Corpse Party--I actually pre-ordered the North American 3DS port of Corpse Party well in advance of its just-in-time-for-Halloween release date. I canceled it before the game hit the streets, though, as I knew I wouldn't be able to play it by the end of the year. I also wasn't a huge fan of its $49.99 asking price. I'm still not a fan of it, to be honest. Still, I'd really like to play this iteration of Team GrisGris' iconic survival-horror title, so I'm including it here as a possibility.

Kid Icarus: Uprising--I know it's bizarre that I've yet to play this long-time-coming sequel to one of my all-time favorite NES games. At first, my disinterest was due to all of the online whining about Uprising's quirky controls. Later, it was due to there being too many new 3DS titles coming out that I wanted more than this "old" one. Now that the system's time as a "relevant" system is nearing its end, though, I'm itching to pick up a few of the gems that were released early on in its existence.

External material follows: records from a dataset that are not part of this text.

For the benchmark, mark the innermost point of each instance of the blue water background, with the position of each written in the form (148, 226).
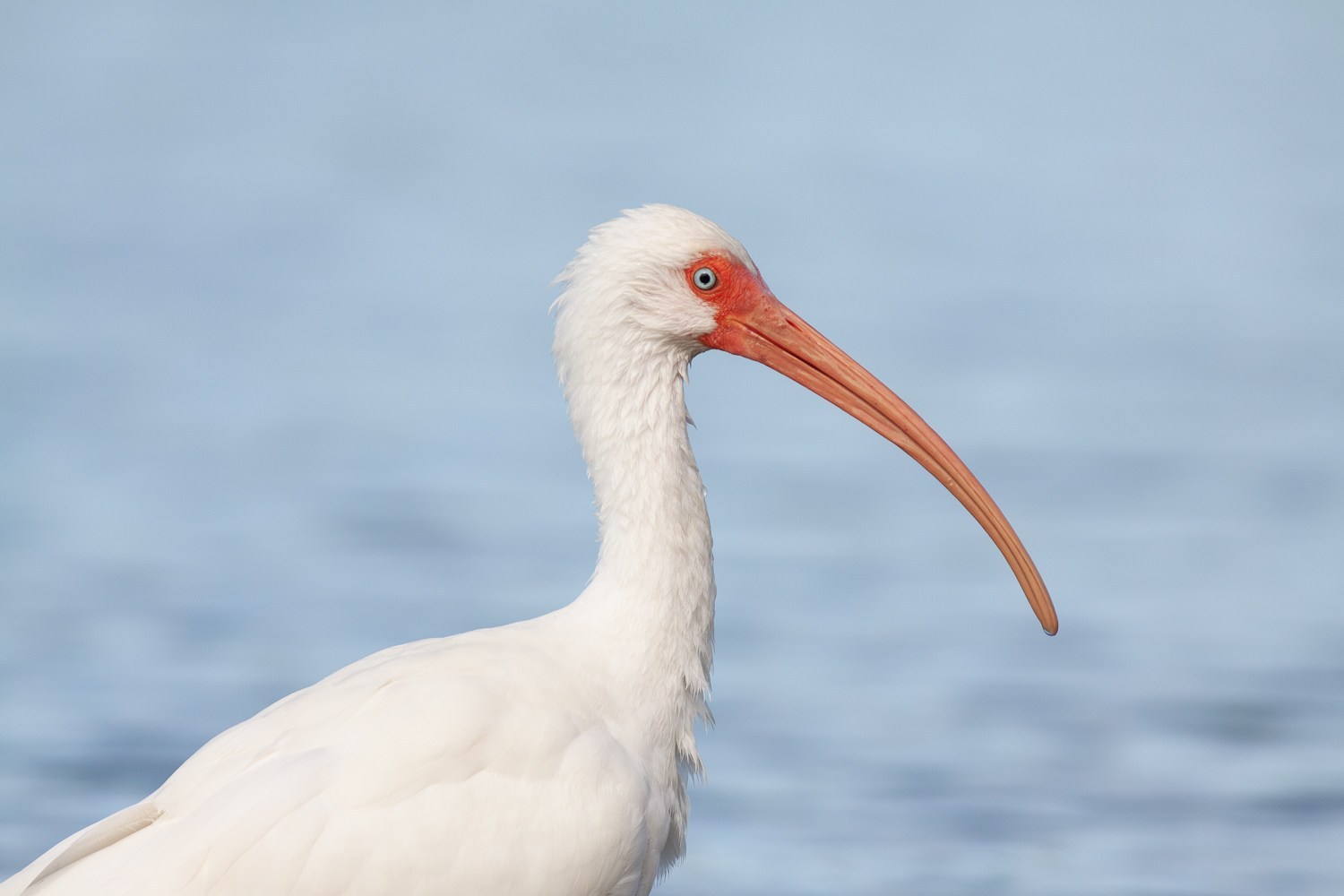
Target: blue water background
(276, 392)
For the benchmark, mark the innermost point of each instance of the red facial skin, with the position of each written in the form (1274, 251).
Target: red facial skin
(752, 323)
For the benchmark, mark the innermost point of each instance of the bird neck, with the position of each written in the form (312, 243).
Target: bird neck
(652, 594)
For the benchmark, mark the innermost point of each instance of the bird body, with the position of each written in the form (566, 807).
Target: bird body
(548, 756)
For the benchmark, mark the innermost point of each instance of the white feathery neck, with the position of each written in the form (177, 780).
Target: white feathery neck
(626, 330)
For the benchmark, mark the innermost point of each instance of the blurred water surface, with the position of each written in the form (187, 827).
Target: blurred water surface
(276, 392)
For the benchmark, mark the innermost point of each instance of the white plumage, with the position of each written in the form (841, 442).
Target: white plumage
(548, 756)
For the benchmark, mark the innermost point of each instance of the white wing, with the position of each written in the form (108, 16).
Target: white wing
(468, 764)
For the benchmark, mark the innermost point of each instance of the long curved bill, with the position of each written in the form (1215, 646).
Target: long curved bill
(765, 331)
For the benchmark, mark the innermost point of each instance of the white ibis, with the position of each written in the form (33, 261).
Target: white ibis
(547, 756)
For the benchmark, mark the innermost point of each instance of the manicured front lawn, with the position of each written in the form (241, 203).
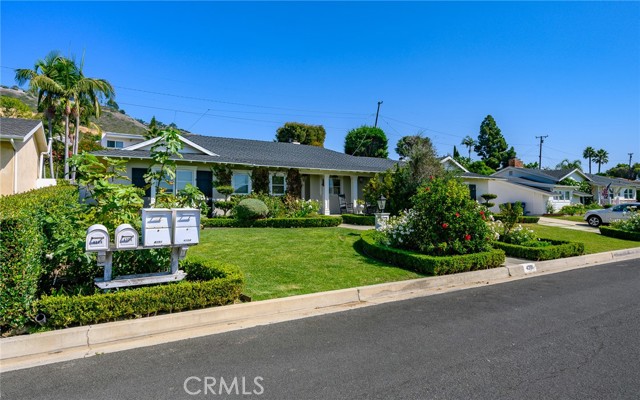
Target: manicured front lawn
(287, 262)
(593, 242)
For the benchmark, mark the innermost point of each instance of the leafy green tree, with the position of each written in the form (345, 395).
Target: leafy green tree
(366, 141)
(407, 143)
(312, 135)
(589, 153)
(469, 142)
(602, 157)
(491, 146)
(163, 153)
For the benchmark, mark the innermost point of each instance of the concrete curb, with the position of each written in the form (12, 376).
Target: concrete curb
(44, 348)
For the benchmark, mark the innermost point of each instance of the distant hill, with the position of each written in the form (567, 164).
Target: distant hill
(110, 120)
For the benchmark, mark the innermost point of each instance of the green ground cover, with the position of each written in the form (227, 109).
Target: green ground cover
(287, 262)
(593, 242)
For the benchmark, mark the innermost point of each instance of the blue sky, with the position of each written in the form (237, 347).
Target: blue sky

Kirby: Planet Robobot--Although I used to turn up my nose at the Kirby series, that all changed after I finally played my first real entry. (That would be Epic Yarn for the Wii, by the way. Previously, I'd played--and loved--Canvas Curse for the DS, but that's hardly a traditional Kirby game.) I've read only positive reactions to Planet Robobot, so I figure I should consider giving it a go, too.

Poochy & Yoshi's Woolly World--I've got to be honest here: I'm pretty sure I'll buy this 3DS port of Woolly World whether or not any of you suggest I do so. Yoshi games have long had a hold on me, even when they've ended up being stinkers. That said, if some of you really hated the Wii U version of this title, let me know. After all, the portable iteration surely is going to look worse than the original, and I doubt it's going to play better, so I probably should pass on it if the consensus is it's a turd.

River City: Tokyo Rumble--I've been on the fence about Tokyo Rumble since it was first announced for North American release. As for why I've failed to buy it until now, that would be because I'm just not sure I'll enjoy its gameplay over the long haul. In the past, brawlers have bored me to tears, and even though this new River City title is priced well enough, that won't mean much to me if I tuck it away after putting just a few hours into it.

Shin Megami Tensei: Devil Summoner: Soul Hackers--The last thing I need right now is another JRPG in my backlog. None of the ones currently residing there are set in modern times, though, and only a few are dungeon-crawlers. So, Soul Hackers is as deserving of consideration as any other 3DS game discussed in this post. The question is: does it deserve to be bought?

So, what do you think? Which of these 3DS games should I get?

UPDATE: I've made my decision, and the games I'll be ordering are Kid Icarus: Uprising, Kirby: Planet Robobot and Shin Megami Tensei: Devil Summoner: Soul Hackers.

Although I initially thought I would choose Poochy & Yoshi's Woolly World over Kirby, I went with the latter in the end because it's currently cheaper than the former ($33 compared to $40), and I have a feeling Yoshi will see a similar price cut (even if unofficial) in the coming months. Also, based on what many of you said here, on Facebook and on Twitter, it sounds like Planet Robobot is a better, more enjoyable platformer than Woolly World.

Anyway, thank you helping me with this dilemma. Hopefully I'll be able to share impressions of all of these titles soon!